Although temperatures have been rising, the housing market has been cooling. In today’s Insight Flash, we focus on how to use our CE Web webscrape dataset to catch the inflection points of when the downturn started and when it might reverse, looking at leading indicators of sales and changes in ASP at the state level.
CE Web captures listings on the Opendoor and Offerpad websites, with the removal of a listing usually a leading indicator of a pending sale. The ratio of listings added to listings removed is one indicator of the health of the market, with a rise since the Spring a sign that more sellers than buyers exist in the marketplace. For Opendoor, there were more listings removed than added in the first two months of the year, but in June and the first 22 days of July there were twice as many listings added as removed.

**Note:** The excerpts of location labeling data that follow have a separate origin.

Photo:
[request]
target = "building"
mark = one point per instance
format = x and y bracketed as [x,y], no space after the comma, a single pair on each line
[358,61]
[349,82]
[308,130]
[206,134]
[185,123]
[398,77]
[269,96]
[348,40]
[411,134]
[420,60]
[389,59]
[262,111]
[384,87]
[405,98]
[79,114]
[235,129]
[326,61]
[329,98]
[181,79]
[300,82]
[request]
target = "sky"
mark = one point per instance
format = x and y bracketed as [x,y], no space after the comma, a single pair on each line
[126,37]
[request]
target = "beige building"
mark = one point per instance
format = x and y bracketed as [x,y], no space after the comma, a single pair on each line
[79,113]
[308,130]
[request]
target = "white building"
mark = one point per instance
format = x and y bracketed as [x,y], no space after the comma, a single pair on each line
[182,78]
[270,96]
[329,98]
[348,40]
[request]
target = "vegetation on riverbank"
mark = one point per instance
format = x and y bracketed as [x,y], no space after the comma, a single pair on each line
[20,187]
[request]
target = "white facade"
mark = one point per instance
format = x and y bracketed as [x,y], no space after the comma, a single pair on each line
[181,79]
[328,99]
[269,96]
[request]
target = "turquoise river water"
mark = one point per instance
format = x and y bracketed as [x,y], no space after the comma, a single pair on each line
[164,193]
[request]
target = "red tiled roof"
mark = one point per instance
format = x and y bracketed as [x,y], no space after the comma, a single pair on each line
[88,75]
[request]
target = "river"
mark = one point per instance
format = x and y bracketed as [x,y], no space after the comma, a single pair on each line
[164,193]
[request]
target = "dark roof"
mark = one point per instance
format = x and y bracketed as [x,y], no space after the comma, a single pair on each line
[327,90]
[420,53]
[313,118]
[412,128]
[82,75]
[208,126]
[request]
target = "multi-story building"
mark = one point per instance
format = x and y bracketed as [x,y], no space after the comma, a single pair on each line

For Offerpad, there were more listings added than removed in the first three months, but in June and the first 22 days of July there were over 1.5x as many listings added as removed.
Leading Sales Indicators
At the same time, the average selling price (ASP) of each home has also been trending downward. In January and February, ASP for Opendoor was up over 40% y/y, but growth has slowed to only single digits in June and the beginning of July. For Offerpad, growth in January and February was up over 35% y/y, but has slowed to half that rate in June and the beginning of July.
Average Selling Price
CE Web allows users to drill down into trends at the state level as well to better understand how regional macroeconomic factors affect the housing market. For Opendoor, the biggest slowdown in ASP growth is occurring in Texas. For Offerpad, the biggest slowdown is in Tennessee, which is even experiencing negative y/y growth in Q3 so far. Utah is the one state showing acceleration in y/y ASP growth so far in Q3, though only Opendoor has recently had sales in that state.